Blue-chip travel giant Tui today posted widening losses for the final three months of last year, as a summer heatwave and a fall in the value of the pound dented demand for the firm’s crucial Northern Europe market.
The UK-based holiday operator’s underlying losses in the quarter to 31 December were €83.6m, plunging from €36.7m during the same three months in the previous year.
Losses widened the most within the firm’s northern region of its holiday arm, falling from €37.3m to €74.3m.
Prolonged summer weather, a shift in holiday appetite towards the eastern Mediterranean and weakness in the pound were all blamed for the weaker performance in the FTSE 100’s markets & airlines business, “where the seasonal loss increased significantly”.
While turnover grew 4.4 per cent to €3.7bn year on year, earnings per share fell to minus €0.24, and net debt soared from €874m in the last three months of 2017 to €1.8bn in the most recent quarter.

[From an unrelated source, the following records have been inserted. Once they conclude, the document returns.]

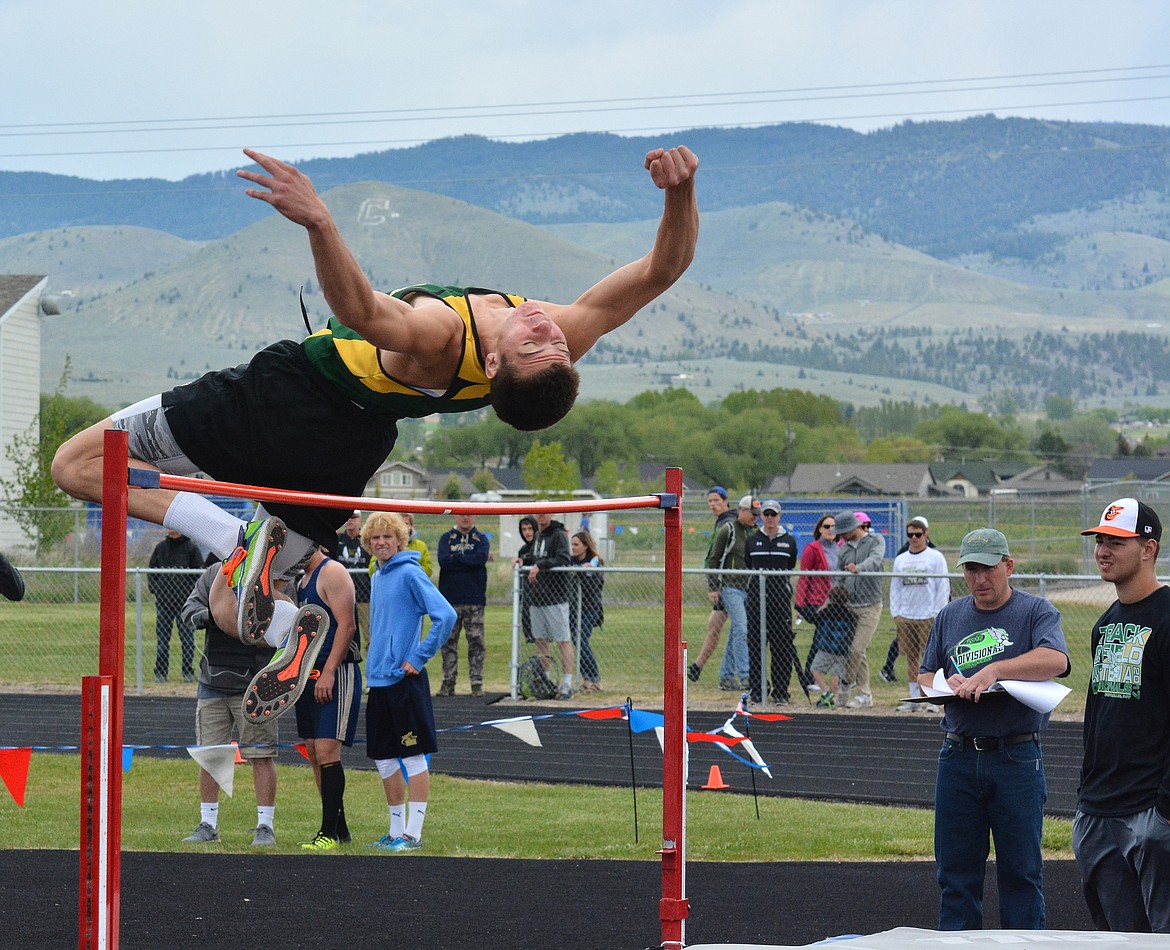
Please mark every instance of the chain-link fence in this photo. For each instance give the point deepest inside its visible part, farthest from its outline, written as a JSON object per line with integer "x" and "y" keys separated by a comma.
{"x": 52, "y": 637}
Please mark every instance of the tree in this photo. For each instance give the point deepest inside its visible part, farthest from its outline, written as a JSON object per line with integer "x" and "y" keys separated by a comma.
{"x": 548, "y": 473}
{"x": 32, "y": 493}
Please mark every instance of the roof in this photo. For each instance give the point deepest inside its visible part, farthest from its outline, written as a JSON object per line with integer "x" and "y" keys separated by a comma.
{"x": 864, "y": 479}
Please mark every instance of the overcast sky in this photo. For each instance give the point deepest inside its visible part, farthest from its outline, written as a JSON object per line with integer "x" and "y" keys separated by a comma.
{"x": 129, "y": 89}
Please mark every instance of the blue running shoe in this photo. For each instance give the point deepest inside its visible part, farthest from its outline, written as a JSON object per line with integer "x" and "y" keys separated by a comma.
{"x": 248, "y": 570}
{"x": 276, "y": 688}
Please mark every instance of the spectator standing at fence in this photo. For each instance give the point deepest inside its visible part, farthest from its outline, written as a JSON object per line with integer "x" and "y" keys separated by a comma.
{"x": 327, "y": 716}
{"x": 818, "y": 555}
{"x": 400, "y": 727}
{"x": 463, "y": 553}
{"x": 729, "y": 552}
{"x": 523, "y": 560}
{"x": 717, "y": 503}
{"x": 549, "y": 599}
{"x": 225, "y": 670}
{"x": 1121, "y": 834}
{"x": 12, "y": 583}
{"x": 861, "y": 556}
{"x": 590, "y": 585}
{"x": 831, "y": 641}
{"x": 990, "y": 780}
{"x": 171, "y": 592}
{"x": 887, "y": 669}
{"x": 353, "y": 557}
{"x": 915, "y": 600}
{"x": 772, "y": 548}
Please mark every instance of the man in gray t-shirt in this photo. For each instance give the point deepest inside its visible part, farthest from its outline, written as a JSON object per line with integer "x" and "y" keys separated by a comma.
{"x": 990, "y": 777}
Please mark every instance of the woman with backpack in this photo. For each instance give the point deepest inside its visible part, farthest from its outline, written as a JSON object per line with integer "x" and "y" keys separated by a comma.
{"x": 592, "y": 614}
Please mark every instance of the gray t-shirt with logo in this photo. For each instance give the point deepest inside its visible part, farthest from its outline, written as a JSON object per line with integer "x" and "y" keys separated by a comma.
{"x": 964, "y": 639}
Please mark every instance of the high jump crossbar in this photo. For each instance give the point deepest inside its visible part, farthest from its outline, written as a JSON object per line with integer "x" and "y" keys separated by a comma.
{"x": 101, "y": 828}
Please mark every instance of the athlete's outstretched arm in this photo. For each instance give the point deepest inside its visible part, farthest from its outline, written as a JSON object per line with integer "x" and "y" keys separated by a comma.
{"x": 384, "y": 321}
{"x": 616, "y": 298}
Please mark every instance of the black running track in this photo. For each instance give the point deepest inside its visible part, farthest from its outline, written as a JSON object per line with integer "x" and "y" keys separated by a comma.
{"x": 301, "y": 901}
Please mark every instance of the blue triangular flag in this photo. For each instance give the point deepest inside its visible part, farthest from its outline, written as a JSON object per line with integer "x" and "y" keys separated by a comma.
{"x": 642, "y": 722}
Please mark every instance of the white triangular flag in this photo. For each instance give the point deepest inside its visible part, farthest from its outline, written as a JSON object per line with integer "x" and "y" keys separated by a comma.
{"x": 522, "y": 728}
{"x": 748, "y": 747}
{"x": 218, "y": 761}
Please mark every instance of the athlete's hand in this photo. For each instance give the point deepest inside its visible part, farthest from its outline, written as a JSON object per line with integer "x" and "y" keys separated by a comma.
{"x": 670, "y": 167}
{"x": 286, "y": 188}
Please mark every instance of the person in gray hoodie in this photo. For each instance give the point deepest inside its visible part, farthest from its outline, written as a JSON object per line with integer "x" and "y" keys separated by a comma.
{"x": 861, "y": 555}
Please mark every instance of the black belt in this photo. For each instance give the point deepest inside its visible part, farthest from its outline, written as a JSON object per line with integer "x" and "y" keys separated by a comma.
{"x": 992, "y": 743}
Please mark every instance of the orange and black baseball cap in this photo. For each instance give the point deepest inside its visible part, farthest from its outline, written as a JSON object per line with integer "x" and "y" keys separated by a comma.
{"x": 1128, "y": 518}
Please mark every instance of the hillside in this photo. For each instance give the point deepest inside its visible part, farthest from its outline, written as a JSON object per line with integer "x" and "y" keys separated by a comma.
{"x": 772, "y": 286}
{"x": 985, "y": 190}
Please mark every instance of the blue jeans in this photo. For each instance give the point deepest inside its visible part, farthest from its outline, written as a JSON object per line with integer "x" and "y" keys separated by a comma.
{"x": 735, "y": 653}
{"x": 1002, "y": 794}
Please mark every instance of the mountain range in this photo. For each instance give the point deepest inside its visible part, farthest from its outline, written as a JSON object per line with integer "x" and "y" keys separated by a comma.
{"x": 825, "y": 255}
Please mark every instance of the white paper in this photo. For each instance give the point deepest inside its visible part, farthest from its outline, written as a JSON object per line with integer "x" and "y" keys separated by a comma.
{"x": 1043, "y": 696}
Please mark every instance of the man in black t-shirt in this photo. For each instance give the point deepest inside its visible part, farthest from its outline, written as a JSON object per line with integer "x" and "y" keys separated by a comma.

Shares fell two per cent in early trading.
Why it's interesting
A profit warning from the FTSE 100 constituent sent its shares tumbling late last week, after the firm said that it forecasted zero growth on a constant currency basis, despite previously expecting growth of “at least 10 per cent” in its full-year operational earnings.
Tui is pinning its hopes on cruises and holidaymakers being prepared to fork out extra for ‘experiences’ while away to keep the good ship TUI afloat”, according to Emma-Lou Montgomery, associate director from Fidelity Personal Investing’s share dealing service said:
She added: “Holidaymakers are staying away from the Nordic region and the Canary Islands and worries that the winter season would be affected has now also crept into the summer season, with lower margins and flat sales showing signs that TUI isn’t going to get the break it needs any time soon.
Despite the 129 per cent rise in underlying losses, the firm reported in line with its revised expectations, and said that its summer bookings for the year ahead remain on target.
What Tui said
"We are already taking specific measures to address markets and airlines headwinds, including harmonisation under one leadership to drive cost savings and efficiencies; reducing distribution costs by shifting to more direct, more online, more mobile; and increasing upselling of activities and excursions to drive revenue and margin benefits," Tui said.
"We also expect that the continued sector headwinds may trigger market consolidation, and that Tui could be a beneficiary of this."